王太子の揺るぎなき独占愛
いよいよジュリアの結婚式が近づき、王宮内は慌ただしさを増していた。
大国同士の結婚ということで、近隣諸国から届く祝いの品は数多く、その種類も多岐にわたっていた。
「あ、これキレイ。へえ、アロマオイルなんだ。いい匂いがするけど、ステファノ王子は香水も苦手で、私がつけるといい顔をしないのよね。これもここに置いていくからサヤが使ってね」
「え、でも、とても高価なもののようですよ。せっかくですからラスペードにお持ちになって、あちらの王妃殿下に差し上げてもいいと思いますが」
とんでもないとでもいうように、サヤは慌ててそう言った。
ジュリアがサヤに差し出したオイルはどう見ても高価なもので、とてもではないが自分が使うわけにはいかない。
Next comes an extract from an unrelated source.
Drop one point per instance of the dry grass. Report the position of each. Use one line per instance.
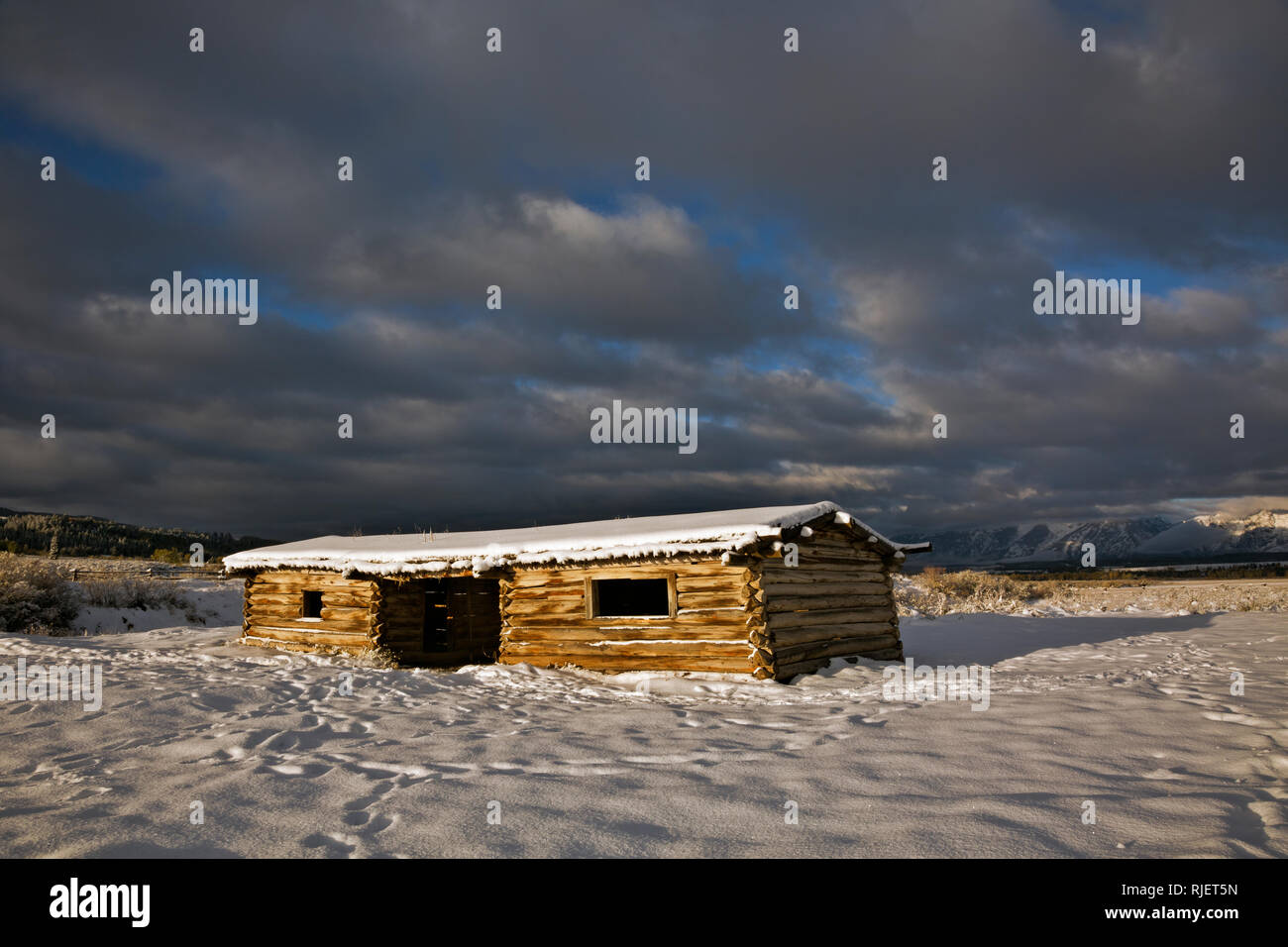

「そう? この香り、お兄様が気に入りそうなんだけど。それに、高価だといってもこれだけの量が届けられたらどうでもよくなっちゃうわ」
ため息をついて苦笑するジュリアに、サヤも同意する。
広いジュリアの部屋に運び込まれた祝いの品は、部屋中に積まれ足の踏み場にも困るほどだ。
届いたものはすべてジークや使用人たちによって中身が確認され、口に入れるものに関しては、万が一を考え処分している。